UPDATE:
McVideo wins teens cyber fame: Ad firm pays pair as YouTube clip features drive-through jam
(Milwaukee Journal Sentinel, The (KRT) Via Thomson Dialog NewsEdge) Nov. 23--WAUKESHA -- In the online world of Lonelygirl15 and the Star Wars kid, a three-minute video of a couple of Waukesha teenagers singing at a McDonald's drive-through has developed its own following on the video-sharing Web site You Tube.com.
And the high school students who created the video and posted it on the site have received accolades from the advertising world and enough cash to buy 1,000 McDonald's cheeseburgers, with extra cheese.
Tired of playing video games, Greg Calhoun and Nate Gessner decided one Saturday to play a prank at a Waukesha McDonald's restaurant. Gessner said it took the pair only a few hours to write the song, record a video of Calhoun singing into the drive-through speaker and post it on YouTube. Calhoun's younger brother did the filming.
"We both jam out and play music together," said Gessner, a senior at Waukesha West High School. "It just kind of seemed like the thing to do after I thought we should do something through the drive-through."
In the video, Calhoun sings his confusing order of an apple pie, two large sodas, a shake, three cookies, a cheeseburger with extra cheese and an M&M McFlurry at the drive-through of the McDonald's at 1425 S. West Ave.
"Could you run that all back real quick?" Calhoun asks after he places the order.
A puzzled employee responds, "Um, I missed everything. All I got was the M&M McFlurry."
The group picks up its ice cream dessert at the end of the video.
"We weren't hungry anyway," Gessner said Wednesday.
The video, which has been viewed more than 13,500 times since it was posted about a month and a half ago, caught the eye of Dennis Wakabayashi, art director for Karsh + Hagan, a Colorado-based advertising firm.
"I clicked it and I thought it was great," Wakabayashi said. "It had a guy playing a guitar in a car at a drive-through."
The clip was also featured on MSNBC's "Countdown with Keith Olbermann" as part of its No. 1 story for the night.
"We're of two minds whether this is pure genius, or really, really dumb," Olbermann said on the show.
More than 65,000 videos are uploaded daily on YouTube .com, a Web site founded in a garage in February 2005, according to the Web site. The company was recently sold to Google in a $1.65 billion deal.
Calhoun, a senior at Catholic Memorial High School, Gessner and a group of their friends went on to produce a few more McDonald's videos for Wakabayashi.
The short films were used during internal presentations to McDonald's employees and were a success, Wakabayashi said.
"It went over well," Wakabayashi said. "I think the reason it appeals to people is because it's passionate. It's a real situation."

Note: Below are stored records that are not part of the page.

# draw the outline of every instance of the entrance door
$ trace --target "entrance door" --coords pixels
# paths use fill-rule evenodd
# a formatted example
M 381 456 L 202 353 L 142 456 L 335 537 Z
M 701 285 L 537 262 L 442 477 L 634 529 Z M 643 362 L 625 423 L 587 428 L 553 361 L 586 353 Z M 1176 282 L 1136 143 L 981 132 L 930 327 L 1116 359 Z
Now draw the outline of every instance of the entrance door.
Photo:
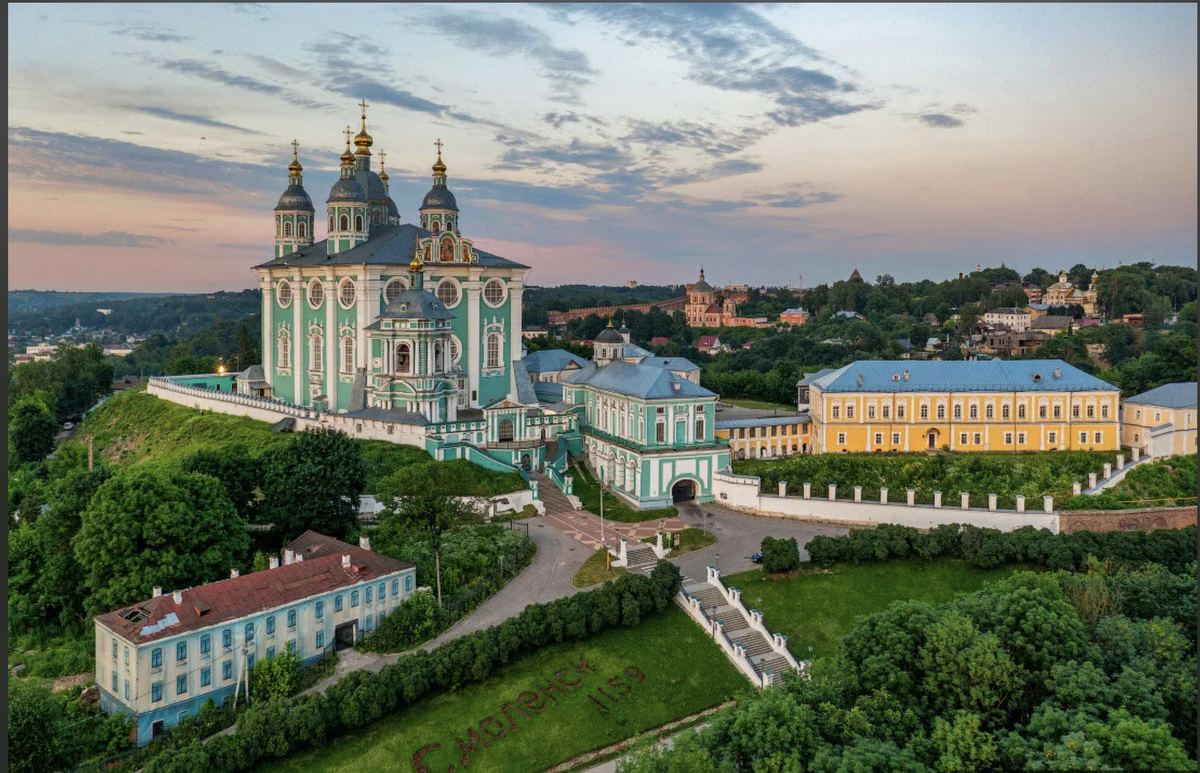
M 513 423 L 512 419 L 501 419 L 500 426 L 497 429 L 497 439 L 501 443 L 511 443 L 513 439 Z
M 150 723 L 150 740 L 154 740 L 163 734 L 163 720 L 156 719 Z
M 674 486 L 671 486 L 671 501 L 672 502 L 690 502 L 696 498 L 696 482 L 692 480 L 681 480 Z
M 521 469 L 525 470 L 525 472 L 529 472 L 529 467 L 531 464 L 532 464 L 532 460 L 529 458 L 529 454 L 522 454 L 521 455 Z
M 937 448 L 938 431 L 936 429 L 929 430 L 925 433 L 925 439 L 929 443 L 930 449 Z
M 333 648 L 335 651 L 350 649 L 358 638 L 358 621 L 351 620 L 333 629 Z

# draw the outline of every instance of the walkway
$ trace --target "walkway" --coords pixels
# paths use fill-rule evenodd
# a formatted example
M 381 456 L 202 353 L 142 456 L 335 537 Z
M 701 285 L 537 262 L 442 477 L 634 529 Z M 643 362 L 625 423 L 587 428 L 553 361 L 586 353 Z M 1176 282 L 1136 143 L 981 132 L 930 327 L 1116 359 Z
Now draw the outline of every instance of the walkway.
M 579 541 L 589 550 L 599 550 L 601 544 L 613 551 L 620 550 L 622 537 L 627 540 L 628 549 L 648 537 L 653 537 L 659 529 L 681 531 L 686 528 L 678 518 L 655 518 L 641 523 L 606 520 L 601 529 L 600 518 L 587 510 L 576 510 L 571 500 L 554 485 L 554 481 L 541 473 L 533 473 L 533 477 L 538 482 L 538 497 L 546 505 L 546 523 Z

The new videos differed slightly from their original work. Calhoun and Gessner worked different menu items into songs and changed verses. They also removed a line in the song about gaining weight after eating some McDonald's products.
"I guess that was easily worked around," Gessner said.
Employees at the West Ave. McDonald's declined to comment Wednesday, but McDonald's spokeswoman Danya Proud said people often create videos about the fast-food chain. She said she wasn't aware of Calhoun and Gessner's production.
"There are hundreds of these things, not just about McDonald's but for hundreds of companies, all over the Web," Proud said.
The firm paid Calhoun and Gessner a small sum for their work, but Gessner said the chance to work in advertising was more rewarding than the money.
Wakabayashi said the teenagers' short clips could become an in-theater advertisement before a movie, but the project's future wasn't certain.